After her boyfriend dies in an accident, Tressa isn't sure she wants to live and even attempts suicide. Now, instead of going to college with Luke, she's repeating her senior year, while her flaky mother and cold stepfather await a new baby. Tressa's happiest moments come when Luke's ghost visits her at night. They can talk about anything that happened before his death, but nothing that's happened since. As Tressa starts to make friends, she finds reasons to live in the present.

Is it any good?

Tressa's whole family situation in this compelling tale takes some sorting out. Her mother and Luke's father had a set of twins before splitting up, then got back together years after Tressa and Luke were born on the same day to different mothers. The reunited parents are understandably unhappy about the step-siblings' romantic relationship. Unrealistic and complicated as this might seem, it does set up Tressa and Luke as fated -- and doomed -- lovers. 

Although it seems as if it could easily feel clichéd, the ghost story is actually sweet and sad. It's Tressa's story, though Luke and Tressa take turns narrating. Readers will empathize with her daily struggle with grief after Luke's death and her sharp insight about life's randomness: "All my life...I felt like I could never be sure of anything. When the truth is, that's how everybody lives. Nobody can be certain, ever, not for a single second." Maybe the story goes on a bit long, but Meet Me at the River offers a sophisticated and satisfying look at loss -- and what it takes to move on afterward.

Talk to your kids about ...

  • Families can talk about stories featuring ghosts.
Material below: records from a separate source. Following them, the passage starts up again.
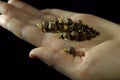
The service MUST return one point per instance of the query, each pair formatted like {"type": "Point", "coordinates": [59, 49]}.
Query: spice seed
{"type": "Point", "coordinates": [70, 50]}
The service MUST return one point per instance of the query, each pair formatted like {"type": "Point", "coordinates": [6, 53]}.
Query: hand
{"type": "Point", "coordinates": [101, 60]}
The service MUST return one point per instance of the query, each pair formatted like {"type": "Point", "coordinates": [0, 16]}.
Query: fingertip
{"type": "Point", "coordinates": [33, 53]}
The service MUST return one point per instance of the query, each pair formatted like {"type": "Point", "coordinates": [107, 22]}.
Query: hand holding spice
{"type": "Point", "coordinates": [68, 30]}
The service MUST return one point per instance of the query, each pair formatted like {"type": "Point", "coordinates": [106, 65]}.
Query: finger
{"type": "Point", "coordinates": [61, 61]}
{"type": "Point", "coordinates": [14, 12]}
{"type": "Point", "coordinates": [25, 7]}
{"type": "Point", "coordinates": [23, 30]}
{"type": "Point", "coordinates": [58, 12]}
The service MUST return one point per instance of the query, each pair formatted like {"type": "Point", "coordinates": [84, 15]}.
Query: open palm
{"type": "Point", "coordinates": [20, 18]}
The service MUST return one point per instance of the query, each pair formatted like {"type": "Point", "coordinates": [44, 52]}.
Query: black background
{"type": "Point", "coordinates": [14, 60]}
How does the ghost in this story compare to the ones in other stories you've read?

  • Should authors writing for teens be concerned about romanticizing dangerous behaviors like cutting and suicide attempts -- or just write about grief as accurately as possible?  

  • In Meet Me at the River, a young teacher's response to a girl who's cutting herself gets him fired. What would you do in his place?